Moral y psicológicamente, los oficiantes de las dos religiones políticas se parecen en algo. Y es que no hay término medio entre los fanáticos y los cínicos. De hecho, también las dos parten de la constatación de que el mundo ha dejado de tener sentido. Las religiones políticas vienen a llenar ese vacío, el fondo de la nada de la que las dos se nutren. Tampoco son raros los casos de gente al mismo tiempo fanática y nihilista. Los intelectuales comunistas, tan brillantes y tan inmorales, tan inhumanos –como Bertolt Brecht o Anthony Blunt, pero hay muchos otros– son un buen ejemplo de este nihilismo radical. (Que sigue poblando, dicho sea de paso, las dependencias de la cultura oficial.)
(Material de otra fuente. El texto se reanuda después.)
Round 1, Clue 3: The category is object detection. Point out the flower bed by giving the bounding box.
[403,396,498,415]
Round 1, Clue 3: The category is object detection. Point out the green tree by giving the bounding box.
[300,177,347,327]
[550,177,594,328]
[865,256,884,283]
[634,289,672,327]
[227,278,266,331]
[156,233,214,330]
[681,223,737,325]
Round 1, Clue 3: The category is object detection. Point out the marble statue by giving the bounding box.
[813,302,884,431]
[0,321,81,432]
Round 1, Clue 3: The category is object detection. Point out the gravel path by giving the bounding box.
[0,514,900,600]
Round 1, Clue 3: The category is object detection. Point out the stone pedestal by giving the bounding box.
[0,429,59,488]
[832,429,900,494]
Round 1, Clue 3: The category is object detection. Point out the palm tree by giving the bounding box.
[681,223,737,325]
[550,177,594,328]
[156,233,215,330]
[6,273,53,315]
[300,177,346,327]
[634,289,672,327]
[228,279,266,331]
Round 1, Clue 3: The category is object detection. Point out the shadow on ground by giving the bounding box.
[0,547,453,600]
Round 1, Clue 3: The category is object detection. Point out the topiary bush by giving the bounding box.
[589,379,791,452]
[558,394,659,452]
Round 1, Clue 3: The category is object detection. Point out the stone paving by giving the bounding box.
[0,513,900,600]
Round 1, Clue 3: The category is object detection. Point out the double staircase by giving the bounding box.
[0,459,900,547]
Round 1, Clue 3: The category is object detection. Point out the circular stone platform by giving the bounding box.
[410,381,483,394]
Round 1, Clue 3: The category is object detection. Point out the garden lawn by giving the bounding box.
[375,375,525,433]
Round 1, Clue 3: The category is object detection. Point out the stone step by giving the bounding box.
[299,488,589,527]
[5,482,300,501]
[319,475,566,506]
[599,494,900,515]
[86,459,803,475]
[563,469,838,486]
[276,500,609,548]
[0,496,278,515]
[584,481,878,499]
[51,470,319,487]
La crisis, es decir el profundo cambio de modelo social, cultural y económico que estamos viviendo, ha traído aparejado el retorno de estas religiones. Era de esperar. Con ellas han vuelto los profetas y los sacerdotes... que ponen en escena otra vez el gran auto de la salvación por la fe, la fe nihilista. Habrá quien se divierta recordando que la historia, cuando vuelve, lo hace en modo paródico. Es así en parte: de «El Príncipe» y «La cuestión judía», hemos pasado a «El Rey León» y a «Juego de tronos», de la estación de Finlandia a Rivas, de Brecht a Monedero. Aun así, conviene no tomárselos del todo en broma. Sólo el tiempo y la salvaje dimensión del drama desencadenado en el siglo XX otorgan apariencia de grandeza a la histeria y la cochambre –además del nihilismo– que siempre fueron lo propio de las religiones políticas, incluso en sus momentos de mayor esplendor.